One night, a girl went up to the mill as she did not have enough flour for her wedding cake. Because the miller has already left, she snuck in to grind the flour herself. She put on a pot of water to boil as she began grinding the meal.

The dobie who guarded the mill, Brownie-Clod, heard the commotion and found the audacious maiden hard at work. Keeping his distance, he asked for her name and the quick girl replied, "Oh, I'm Mise mi fein" which means "Oh, I am me myself". He again asked for her name, but again she said "Mi fein". As he approached her, she threw boiling water at him. He fled to his mother, Maggy Moulach, who asks who wounded him. Fatally burned by the boiling water, he gasps out "Me fein" (Me Myself) as he was told.

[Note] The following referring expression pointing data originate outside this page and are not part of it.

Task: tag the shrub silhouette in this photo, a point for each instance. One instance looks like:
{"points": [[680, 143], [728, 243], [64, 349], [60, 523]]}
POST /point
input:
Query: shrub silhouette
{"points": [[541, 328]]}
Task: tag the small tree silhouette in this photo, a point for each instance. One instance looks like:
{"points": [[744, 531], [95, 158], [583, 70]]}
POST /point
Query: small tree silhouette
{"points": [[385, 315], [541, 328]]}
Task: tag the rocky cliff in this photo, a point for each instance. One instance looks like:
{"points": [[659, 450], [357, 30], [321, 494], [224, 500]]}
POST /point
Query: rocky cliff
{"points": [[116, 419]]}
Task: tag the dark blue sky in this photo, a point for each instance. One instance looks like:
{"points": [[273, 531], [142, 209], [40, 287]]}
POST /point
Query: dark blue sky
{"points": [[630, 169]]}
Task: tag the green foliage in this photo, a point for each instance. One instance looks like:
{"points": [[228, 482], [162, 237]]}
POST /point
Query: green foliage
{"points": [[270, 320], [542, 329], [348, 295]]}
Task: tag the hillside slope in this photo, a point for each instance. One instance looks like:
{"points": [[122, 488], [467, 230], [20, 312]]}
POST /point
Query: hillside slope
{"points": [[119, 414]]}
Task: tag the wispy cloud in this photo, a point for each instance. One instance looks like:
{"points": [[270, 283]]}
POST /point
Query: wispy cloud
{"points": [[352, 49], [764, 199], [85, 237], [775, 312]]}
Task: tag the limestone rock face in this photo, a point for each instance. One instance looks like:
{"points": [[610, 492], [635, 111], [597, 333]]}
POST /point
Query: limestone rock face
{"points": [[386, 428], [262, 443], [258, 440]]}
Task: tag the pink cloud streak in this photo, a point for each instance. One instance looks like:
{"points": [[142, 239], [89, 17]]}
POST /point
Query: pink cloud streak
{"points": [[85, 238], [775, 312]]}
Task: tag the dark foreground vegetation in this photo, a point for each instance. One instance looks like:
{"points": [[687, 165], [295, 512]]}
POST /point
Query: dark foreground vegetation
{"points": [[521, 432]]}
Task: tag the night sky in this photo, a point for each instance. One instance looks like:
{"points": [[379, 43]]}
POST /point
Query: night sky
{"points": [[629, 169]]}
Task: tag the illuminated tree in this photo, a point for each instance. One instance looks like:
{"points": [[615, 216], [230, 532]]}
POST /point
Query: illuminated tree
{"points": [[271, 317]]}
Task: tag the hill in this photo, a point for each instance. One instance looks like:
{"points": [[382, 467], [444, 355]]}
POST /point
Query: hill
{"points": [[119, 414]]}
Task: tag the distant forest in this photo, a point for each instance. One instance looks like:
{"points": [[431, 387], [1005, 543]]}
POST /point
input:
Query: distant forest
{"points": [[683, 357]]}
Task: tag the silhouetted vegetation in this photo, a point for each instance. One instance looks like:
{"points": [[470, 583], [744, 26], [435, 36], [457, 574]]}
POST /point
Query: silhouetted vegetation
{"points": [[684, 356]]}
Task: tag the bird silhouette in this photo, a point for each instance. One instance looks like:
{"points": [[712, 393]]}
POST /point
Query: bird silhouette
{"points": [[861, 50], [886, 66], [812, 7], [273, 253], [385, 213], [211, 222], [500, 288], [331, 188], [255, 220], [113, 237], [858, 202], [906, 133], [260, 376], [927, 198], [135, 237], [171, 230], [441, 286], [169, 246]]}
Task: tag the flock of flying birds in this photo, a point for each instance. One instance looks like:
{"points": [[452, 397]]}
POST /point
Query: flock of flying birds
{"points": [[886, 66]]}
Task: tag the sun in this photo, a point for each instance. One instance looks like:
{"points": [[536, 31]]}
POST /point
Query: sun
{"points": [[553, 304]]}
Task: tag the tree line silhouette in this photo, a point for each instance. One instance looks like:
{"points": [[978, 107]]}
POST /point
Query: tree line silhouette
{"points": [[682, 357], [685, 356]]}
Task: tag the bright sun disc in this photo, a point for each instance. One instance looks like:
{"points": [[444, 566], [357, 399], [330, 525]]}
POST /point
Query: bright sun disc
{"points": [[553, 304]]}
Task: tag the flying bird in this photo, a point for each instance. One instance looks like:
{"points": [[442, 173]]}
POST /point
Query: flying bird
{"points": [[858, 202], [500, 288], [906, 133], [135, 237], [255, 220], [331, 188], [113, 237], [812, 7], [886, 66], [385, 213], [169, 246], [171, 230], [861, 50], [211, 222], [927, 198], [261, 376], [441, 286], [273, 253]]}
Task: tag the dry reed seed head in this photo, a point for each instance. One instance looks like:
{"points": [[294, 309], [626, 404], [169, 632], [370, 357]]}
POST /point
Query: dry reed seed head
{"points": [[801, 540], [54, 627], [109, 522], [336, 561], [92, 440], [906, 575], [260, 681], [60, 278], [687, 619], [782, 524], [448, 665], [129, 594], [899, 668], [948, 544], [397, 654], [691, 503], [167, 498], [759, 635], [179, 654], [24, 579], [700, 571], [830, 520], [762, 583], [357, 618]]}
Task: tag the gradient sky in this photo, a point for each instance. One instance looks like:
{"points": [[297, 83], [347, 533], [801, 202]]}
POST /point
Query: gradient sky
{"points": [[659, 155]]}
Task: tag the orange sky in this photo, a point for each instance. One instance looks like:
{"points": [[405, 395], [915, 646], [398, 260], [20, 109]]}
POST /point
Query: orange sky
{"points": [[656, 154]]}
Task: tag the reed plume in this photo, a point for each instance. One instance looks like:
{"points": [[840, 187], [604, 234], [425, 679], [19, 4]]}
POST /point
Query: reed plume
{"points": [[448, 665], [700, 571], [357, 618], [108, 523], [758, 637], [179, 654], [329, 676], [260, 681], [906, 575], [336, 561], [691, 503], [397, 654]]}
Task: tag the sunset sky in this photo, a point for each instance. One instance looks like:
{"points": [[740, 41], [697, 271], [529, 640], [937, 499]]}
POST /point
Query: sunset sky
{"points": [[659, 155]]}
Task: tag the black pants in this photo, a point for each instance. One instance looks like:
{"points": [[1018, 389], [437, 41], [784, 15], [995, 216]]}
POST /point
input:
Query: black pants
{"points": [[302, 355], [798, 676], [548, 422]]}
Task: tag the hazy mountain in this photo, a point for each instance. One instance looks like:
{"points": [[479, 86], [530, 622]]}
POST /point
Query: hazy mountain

Maggy later finds out the trickery of the girl as she regularly brags to her friends of how she outsmarted a brownie. Maggy overhears the girl one day while walking past her window and takes vengeance. She throws a stool with such force that it kills the girl dead on the spot.

Another legend of Maggy tells how she found a home near a farm. She is such a good worker that the owner of the farm fires all the farmhands in order to rely solely upon Maggy's work. This enrages her such that she goes on strike and becomes a boggart, an entity similar to a poltergeist. She begins playing tricks on him until the farmer is obliged to hire back all the staff.

==Moral==
The story of Maggy Moulach's vengeance for her son could be seen as a warning against excessive pride. It could also be to remind the reader that there will invariably be someone who loves each of us, no matter our appearance, and will avenge the injuries inflicted.

The tale of Maggy Moulach and the farmer could be seen as a warning not to take those who help for granted.